I knew it couldn't be easy. No fighting, no crying, no guilt trips. I hate to admit it but without these little moments my pessimistic attitude just wouldn't be justified. I'm trying to be a better person and not think the worst but what's a girl to do.
Lois called Superman yesterday to discuss her birthday dinner. For the last 12 years Superman has had dinner alone with the girls on their birthday. We kept the tradition even after we got married. Its in the visitation agreement. Its one of the few things about the agreement Superman actually really likes. Lexie in recent years has been mumbling about how unfair it is. (He gets additional 2 hours a year on their birthday and she gets the kids 12 out of every 14 days. Yeah, really unfair.) Anyways, Lois calls and asks if Superman is still able to take her birthday off next week and spend it with her as he suggested earlier in the week. Superman tells her because she didn't think it was a good idea he scheduled training that day and can not take off. Lois goes on to explain Lexie wants to have dinner with her. Lois doesn't mention changing dinner plans with Superman so Superman doesn't say anything. Lois goes on to another subject and nothing else is said.
Fast forward 6 hours. Lois calls while we were on the way to dinner. I start to cover my head because I assume the other shoe is about to fall. Lois says this statement. This is all too hard. I believe I hear Superman's heart breaking. He goes on to ask who this is hard on. She replies it is just too hard for everyone. Superman tells her he doesn't want to make anything harder for her and she can make her own decisions and we will support her. What she says next shocked both of us.
Can I move in tomorrow night? Let me repeat this. She said, Can I move in tomorrow night?
Superman quickly agreed as soon as he could chin off the floor. Lois wouldn't go into a lot of details. She just kept repeating it's just too hard and everyone came to a decision this would be best. Yeah right. Lois made a decision and did not cave under her mother's pressure which probably led to this. She is basically being told to leave.
About 3 hours later, Lois calls and tells us Lexie doesn't want us to waste gas by coming to help her move so Lois's friends have decided to help her. Now this is the woman who wanted us to let Lois take our car during our visitation to drive to her house 15 miles away so Lois could water her plants. Did I mention it was raining at the time? Waste gas, my ass. She doesn't want to see Superman.
So as of 6pm tonight Lois will be at our house with all her worldly possessions. I am very proud she was able to make a decision and stick to it. Not because it makes Superman happy (although that is a definite bonus for me) but because she weighed her options and decided this was the best choice for her. Maybe she is growing up?
3 comments:
Probably not growing up. Likely avoiding mom's rules and expectations. I hope I'm wrong, though, for your sake.

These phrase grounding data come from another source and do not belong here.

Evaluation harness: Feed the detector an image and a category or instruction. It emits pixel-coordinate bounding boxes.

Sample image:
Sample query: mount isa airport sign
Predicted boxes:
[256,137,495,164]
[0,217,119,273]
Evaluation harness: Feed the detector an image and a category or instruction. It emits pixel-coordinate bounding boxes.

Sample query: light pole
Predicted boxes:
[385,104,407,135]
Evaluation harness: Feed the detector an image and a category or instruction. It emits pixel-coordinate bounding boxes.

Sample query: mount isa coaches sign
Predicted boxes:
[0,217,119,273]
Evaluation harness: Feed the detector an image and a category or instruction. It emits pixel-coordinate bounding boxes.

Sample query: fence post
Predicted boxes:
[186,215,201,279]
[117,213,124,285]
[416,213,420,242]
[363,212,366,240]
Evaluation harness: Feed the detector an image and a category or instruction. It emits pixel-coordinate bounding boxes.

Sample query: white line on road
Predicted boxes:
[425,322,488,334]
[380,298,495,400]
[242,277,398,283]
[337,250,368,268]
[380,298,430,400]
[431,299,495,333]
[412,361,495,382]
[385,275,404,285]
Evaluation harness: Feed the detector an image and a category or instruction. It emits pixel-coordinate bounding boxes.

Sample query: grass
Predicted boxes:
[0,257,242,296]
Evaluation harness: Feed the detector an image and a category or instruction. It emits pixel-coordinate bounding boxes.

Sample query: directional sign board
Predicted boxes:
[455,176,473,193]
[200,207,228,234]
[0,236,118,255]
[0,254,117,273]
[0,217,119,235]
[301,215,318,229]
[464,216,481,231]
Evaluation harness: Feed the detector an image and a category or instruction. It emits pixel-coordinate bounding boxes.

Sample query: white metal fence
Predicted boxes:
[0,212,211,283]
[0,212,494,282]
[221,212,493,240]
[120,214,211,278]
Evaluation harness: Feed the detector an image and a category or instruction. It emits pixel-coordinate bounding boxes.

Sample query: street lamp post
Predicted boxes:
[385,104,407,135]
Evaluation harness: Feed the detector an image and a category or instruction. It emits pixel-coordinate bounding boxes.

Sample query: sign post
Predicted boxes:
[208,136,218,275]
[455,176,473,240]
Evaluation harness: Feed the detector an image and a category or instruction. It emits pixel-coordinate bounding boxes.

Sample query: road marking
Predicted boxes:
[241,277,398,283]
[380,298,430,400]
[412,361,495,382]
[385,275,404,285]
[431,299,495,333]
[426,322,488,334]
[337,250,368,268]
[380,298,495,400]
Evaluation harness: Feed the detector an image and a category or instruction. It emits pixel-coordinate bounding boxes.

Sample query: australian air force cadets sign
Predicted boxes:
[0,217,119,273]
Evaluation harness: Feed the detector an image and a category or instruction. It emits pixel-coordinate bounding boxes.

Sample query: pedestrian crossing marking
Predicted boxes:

wow. i admire your level of calm...i think i would tweak a bit with a plan of that caliber getting changed so quickly. like mean stepmom, i hope she's not just using your house as a way to get back at/avoid her mom!
I honestly think her mother is telling her to get out. I don't think she is running away or at least not like she tried in the past.
I'm trying not to be too negative about the plans being changed. Usually I would be freaking out but I think seeing Superman so happy is making it easier. If I start out being negative it would be very hard for me to change my outlook I think.